Particulars | Amount |
---|---|
Original FD Rate | 7% |
Revised Rate for 6 mo. | 5.5% |
Less: Penalty (0.5%) | Final Rate = 5% |
Interest Earned | Taxable in same FY |
📅 In Which Year is the Interest Taxed?
- Accrual Basis: Interest is taxed every year as it accrues, even if not withdrawn.
- Receipt Basis: Taxed in the year you receive it (applicable if you follow cash basis accounting).
If you break the FD before year-end, interest will be included in your total income of that financial year.
📄 Is TDS Still Deducted If FD is Broken Early?
Yes. If your total FD interest exceeds ₹40,000 (₹50,000 for seniors) in a year, TDS will be deducted by the bank, even on prematurely withdrawn FDs.
Scenario | TDS Applicability |
---|---|
FD broken within the same FY | TDS is applicable if interest crosses limit |
FD spans multiple years but broken early | TDS is based on actual interest paid till date |
✅ Tip: Submit Form 15G/15H if your income is below taxable limit to avoid TDS.

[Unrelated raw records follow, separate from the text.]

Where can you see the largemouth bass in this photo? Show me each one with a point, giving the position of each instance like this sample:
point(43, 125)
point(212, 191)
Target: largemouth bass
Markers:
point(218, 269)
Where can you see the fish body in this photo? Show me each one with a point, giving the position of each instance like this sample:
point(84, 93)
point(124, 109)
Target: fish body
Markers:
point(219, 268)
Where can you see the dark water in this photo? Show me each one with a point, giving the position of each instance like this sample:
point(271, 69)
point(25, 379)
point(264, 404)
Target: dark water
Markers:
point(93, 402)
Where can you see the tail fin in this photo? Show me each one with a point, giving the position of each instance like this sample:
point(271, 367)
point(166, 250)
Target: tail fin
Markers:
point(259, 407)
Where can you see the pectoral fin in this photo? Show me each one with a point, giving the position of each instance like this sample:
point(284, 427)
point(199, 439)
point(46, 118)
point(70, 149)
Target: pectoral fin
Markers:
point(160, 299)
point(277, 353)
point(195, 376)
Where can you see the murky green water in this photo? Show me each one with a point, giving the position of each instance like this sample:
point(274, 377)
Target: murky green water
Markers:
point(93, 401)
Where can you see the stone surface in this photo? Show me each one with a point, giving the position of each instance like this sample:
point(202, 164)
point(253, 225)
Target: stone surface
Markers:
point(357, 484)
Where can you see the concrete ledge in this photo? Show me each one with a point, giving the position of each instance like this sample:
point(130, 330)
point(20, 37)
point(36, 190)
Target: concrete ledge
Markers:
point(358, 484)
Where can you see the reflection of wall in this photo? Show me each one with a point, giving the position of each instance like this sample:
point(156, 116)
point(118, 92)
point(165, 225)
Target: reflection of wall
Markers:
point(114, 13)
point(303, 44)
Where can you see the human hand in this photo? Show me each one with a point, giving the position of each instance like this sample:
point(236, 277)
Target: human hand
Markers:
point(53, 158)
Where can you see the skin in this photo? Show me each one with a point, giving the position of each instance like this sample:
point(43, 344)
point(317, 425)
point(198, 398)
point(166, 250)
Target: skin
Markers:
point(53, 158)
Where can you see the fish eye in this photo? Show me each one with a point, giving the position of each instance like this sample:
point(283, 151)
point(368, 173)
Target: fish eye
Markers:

🧾 Reporting FD Interest in ITR
When filing your Income Tax Return (ITR):
- Disclose interest income under “Income from Other Sources”.
- Include it even if TDS is already deducted.
- Claim TDS credit under Schedule TDS in ITR.
🚫 Common Myths About FD Taxation
Myth | Reality |
---|---|
FD interest is tax-free if FD is broken early | ❌ FD interest is always taxable |
TDS is the final tax, no need to report in ITR | ❌ TDS is only a partial tax; total liability may vary |
No TDS = No tax liability | ❌ You must pay tax if interest crosses basic exemption |
✅ How to Minimize Tax on FD Interest
- Split FDs across banks to keep interest below TDS threshold.
- Invest in tax-saving FDs (lock-in 5 years, eligible under 80C).
- Choose cumulative FDs to defer interest and reduce TDS in early years.
- Use Form 15G/15H if eligible to prevent TDS deduction.
- Plan maturity and breakage to fall under lower income years.
🧮 Quick Tax Illustration
Particulars | Value |
---|---|
FD Principal | ₹2,00,000 |
Original Rate | 7% |
Tenure | 1 Year |
Broken After | 6 Months |
Revised Rate | 5.5% – 0.5% = 5% |
Interest Earned | ₹5,000 |
TDS Deducted (if PAN given) | ₹500 (10%) |
Taxable Income Addition | ₹5,000 |
🧾 Conclusion
Breaking an FD before maturity is sometimes necessary, but it’s crucial to understand the tax impact along with the financial consequences. The interest you earn is always taxable, and may attract TDS if thresholds are breached. By planning wisely—such as choosing the right tenure, spreading deposits, and using TDS exemption forms—you can minimize tax outgo and optimize your returns.
FAQs
Q1. Is the penalty for premature withdrawal taxable?
No, the penalty is simply a deduction from your interest rate, not an additional tax.
Q2. If I don’t earn ₹2.5 lakh annually, do I still need to pay tax on FD interest?
If your total income including FD interest is below the exemption limit, you won’t need to pay tax—but still must report it in your ITR.
Q3. Will I get TDS refund if my tax liability is lower?
Yes. File your ITR and claim a refund of the excess TDS deducted by the bank.